N-acetylglucosamine drives myelination by triggering oligodendrocyte precursor cell differentiation


  • M. Sy
  • A.U. Brandt
  • S.U. Lee
  • B. L. Newton
  • J. Pawling
  • A. Golzar
  • A.A. Rahman
  • Z. Yu
  • G. Cooper
  • M. Scheel
  • F. Paul
  • J.W. Dennis
  • M. Demetriou


  • Journal of Biological Chemistry


  • J Biol Chem 295 (51): 17413-17424


  • Myelination plays an important role in cognitive development and in demyelinating diseases like multiple sclerosis (MS), where failure of re-myelination promotes permanent neuro-axonal damage.  Modification of cell surface receptors with branched N-glycans coordinates cell growth and differentiation by controlling glycoprotein clustering, signaling and endocytosis. N-acetylglucosamine (GlcNAc) is a rate-limiting metabolite for N-glycan branching. Here we report that GlcNAc and N-glycan branching trigger oligodendrogenesis from precursor cells by inhibiting PDGF receptor-α cell endocytosis.
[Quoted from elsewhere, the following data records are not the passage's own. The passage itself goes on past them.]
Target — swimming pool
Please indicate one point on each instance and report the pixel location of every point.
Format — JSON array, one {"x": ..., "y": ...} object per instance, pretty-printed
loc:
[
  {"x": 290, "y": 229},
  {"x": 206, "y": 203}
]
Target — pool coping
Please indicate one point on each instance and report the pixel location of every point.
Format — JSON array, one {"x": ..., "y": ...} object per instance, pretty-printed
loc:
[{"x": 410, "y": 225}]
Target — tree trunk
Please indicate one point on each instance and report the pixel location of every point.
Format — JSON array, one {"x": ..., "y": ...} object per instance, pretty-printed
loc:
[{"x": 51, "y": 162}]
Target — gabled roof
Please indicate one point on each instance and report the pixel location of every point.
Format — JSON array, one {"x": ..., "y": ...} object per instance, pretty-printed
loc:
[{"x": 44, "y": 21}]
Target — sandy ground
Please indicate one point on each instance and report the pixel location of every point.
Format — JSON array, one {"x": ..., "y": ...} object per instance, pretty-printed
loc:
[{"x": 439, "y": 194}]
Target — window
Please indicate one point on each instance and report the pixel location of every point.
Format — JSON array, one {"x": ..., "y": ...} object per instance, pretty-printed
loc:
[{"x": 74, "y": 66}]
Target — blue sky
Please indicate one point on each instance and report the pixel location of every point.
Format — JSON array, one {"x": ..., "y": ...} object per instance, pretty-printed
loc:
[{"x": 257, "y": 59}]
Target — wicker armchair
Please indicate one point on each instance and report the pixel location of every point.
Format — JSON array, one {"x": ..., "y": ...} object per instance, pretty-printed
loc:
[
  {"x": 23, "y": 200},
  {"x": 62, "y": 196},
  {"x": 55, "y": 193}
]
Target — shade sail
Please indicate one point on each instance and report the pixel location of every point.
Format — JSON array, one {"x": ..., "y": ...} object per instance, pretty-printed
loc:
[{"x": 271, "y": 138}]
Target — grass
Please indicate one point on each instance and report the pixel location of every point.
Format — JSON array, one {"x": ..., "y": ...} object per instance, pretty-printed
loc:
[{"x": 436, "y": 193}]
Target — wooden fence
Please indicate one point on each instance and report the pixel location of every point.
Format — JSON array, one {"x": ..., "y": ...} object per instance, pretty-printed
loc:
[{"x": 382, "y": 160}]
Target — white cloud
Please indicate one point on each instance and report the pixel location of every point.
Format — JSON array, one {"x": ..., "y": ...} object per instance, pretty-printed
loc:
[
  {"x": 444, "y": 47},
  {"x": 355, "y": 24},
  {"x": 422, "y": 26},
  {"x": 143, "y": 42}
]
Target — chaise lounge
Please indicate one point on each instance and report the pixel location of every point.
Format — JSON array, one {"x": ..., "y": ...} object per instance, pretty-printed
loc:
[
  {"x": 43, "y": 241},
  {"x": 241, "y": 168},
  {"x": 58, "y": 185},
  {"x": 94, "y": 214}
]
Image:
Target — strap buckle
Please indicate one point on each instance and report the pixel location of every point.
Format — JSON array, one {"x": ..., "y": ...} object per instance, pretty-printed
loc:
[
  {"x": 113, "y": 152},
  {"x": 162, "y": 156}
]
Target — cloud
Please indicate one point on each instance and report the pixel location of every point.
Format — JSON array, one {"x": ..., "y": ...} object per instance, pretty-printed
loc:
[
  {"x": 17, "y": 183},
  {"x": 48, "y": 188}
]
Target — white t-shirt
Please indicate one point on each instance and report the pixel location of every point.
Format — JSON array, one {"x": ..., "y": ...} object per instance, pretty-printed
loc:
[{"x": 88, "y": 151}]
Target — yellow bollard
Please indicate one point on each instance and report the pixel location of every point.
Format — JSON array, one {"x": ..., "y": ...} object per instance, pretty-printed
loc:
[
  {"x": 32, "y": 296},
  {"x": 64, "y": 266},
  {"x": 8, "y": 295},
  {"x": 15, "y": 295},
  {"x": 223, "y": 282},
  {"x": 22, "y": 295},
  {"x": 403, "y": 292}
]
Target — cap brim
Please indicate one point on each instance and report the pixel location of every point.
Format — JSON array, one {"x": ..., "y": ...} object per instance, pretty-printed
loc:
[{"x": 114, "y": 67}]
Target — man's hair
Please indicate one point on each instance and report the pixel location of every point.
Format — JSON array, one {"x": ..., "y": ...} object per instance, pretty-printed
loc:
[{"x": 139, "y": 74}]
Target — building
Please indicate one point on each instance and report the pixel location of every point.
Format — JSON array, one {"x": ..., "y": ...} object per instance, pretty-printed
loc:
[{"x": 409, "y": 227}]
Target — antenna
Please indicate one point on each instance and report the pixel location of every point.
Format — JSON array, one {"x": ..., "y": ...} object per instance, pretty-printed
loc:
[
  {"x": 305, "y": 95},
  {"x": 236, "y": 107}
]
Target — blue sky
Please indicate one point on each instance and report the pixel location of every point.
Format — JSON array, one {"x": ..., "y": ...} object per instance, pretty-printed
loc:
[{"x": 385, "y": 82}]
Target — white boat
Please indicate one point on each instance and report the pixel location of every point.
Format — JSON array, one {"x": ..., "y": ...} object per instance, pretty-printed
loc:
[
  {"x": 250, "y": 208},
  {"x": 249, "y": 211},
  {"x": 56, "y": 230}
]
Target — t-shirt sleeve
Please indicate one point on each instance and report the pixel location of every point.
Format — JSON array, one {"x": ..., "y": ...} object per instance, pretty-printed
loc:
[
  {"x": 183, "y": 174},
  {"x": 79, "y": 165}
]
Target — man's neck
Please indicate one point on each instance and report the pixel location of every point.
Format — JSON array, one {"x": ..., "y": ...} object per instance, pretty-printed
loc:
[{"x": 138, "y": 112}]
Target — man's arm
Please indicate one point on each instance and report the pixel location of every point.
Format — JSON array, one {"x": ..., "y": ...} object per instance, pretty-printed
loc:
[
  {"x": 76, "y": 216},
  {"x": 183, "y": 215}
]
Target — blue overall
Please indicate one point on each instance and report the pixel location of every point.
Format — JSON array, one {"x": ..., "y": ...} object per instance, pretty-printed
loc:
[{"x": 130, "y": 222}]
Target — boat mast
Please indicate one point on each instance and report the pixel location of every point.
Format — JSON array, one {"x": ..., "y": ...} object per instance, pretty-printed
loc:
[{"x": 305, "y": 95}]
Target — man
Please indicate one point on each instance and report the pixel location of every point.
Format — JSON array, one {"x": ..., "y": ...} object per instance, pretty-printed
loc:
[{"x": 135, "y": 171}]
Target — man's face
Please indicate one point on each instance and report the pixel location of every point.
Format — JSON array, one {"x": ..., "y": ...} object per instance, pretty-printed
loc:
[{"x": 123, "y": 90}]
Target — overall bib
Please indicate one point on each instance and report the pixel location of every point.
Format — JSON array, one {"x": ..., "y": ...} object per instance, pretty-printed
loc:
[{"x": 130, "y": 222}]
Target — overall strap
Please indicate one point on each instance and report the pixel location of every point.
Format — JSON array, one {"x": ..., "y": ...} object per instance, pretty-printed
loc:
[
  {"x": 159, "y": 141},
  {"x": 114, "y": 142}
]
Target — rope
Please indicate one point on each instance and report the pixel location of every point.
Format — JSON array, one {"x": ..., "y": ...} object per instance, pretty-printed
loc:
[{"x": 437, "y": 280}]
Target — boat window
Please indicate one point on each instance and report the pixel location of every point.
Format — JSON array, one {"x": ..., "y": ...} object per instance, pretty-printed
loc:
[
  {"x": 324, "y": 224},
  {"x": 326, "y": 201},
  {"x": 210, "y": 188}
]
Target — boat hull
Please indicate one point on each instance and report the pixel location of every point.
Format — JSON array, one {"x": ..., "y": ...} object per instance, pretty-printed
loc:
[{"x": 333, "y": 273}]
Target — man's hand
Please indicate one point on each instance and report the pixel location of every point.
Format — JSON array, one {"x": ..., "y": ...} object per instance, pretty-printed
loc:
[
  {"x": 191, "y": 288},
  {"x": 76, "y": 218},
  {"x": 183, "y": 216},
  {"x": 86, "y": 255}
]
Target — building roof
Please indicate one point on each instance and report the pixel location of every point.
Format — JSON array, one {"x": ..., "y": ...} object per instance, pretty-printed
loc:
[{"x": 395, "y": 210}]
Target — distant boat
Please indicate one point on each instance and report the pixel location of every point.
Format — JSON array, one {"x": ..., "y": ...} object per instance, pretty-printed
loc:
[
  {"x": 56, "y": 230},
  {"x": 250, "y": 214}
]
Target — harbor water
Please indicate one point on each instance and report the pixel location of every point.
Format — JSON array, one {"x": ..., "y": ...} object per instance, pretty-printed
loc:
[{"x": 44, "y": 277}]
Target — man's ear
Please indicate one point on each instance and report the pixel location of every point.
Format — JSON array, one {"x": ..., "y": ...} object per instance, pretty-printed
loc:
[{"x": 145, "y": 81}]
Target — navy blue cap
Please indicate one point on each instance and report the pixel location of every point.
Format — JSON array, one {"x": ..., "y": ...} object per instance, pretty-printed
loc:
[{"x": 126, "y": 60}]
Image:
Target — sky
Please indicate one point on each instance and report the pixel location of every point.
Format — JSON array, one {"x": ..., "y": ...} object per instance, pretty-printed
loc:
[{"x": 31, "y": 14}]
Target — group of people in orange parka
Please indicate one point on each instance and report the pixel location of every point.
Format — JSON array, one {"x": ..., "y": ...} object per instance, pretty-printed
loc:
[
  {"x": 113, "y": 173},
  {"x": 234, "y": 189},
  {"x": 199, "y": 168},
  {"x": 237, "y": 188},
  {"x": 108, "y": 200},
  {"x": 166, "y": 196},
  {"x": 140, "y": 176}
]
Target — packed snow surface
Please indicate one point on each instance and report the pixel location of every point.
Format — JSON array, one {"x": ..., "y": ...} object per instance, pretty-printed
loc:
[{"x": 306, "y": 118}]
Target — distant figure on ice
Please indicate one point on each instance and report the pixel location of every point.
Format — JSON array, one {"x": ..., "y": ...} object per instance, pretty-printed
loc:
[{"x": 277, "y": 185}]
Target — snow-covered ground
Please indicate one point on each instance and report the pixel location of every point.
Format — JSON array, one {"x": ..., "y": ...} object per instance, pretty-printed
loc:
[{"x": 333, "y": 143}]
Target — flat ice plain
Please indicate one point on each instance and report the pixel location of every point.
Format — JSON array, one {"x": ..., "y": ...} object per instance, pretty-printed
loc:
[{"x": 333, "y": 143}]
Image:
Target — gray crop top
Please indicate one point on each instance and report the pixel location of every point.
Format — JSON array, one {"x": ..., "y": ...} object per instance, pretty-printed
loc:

Supplying oral GlcNAc to lactating mice drives primary myelination in newborn pups via secretion in breast milk, while genetically blocking N-glycan branching markedly inhibits primary myelination. In adult mice with toxin (cuprizone) induced demyelination, oral GlcNAc prevents neuro-axonal damage by driving myelin repair. In MS patients, endogenous serum GlcNAc levels inversely correlated with imaging measures of demyelination and microstructural damage.   Our data identifies N-glycan branching and GlcNAc as critical regulators of primary myelination and myelin repair and suggests oral GlcNAc may be neuro-protective in demyelinating diseases like MS.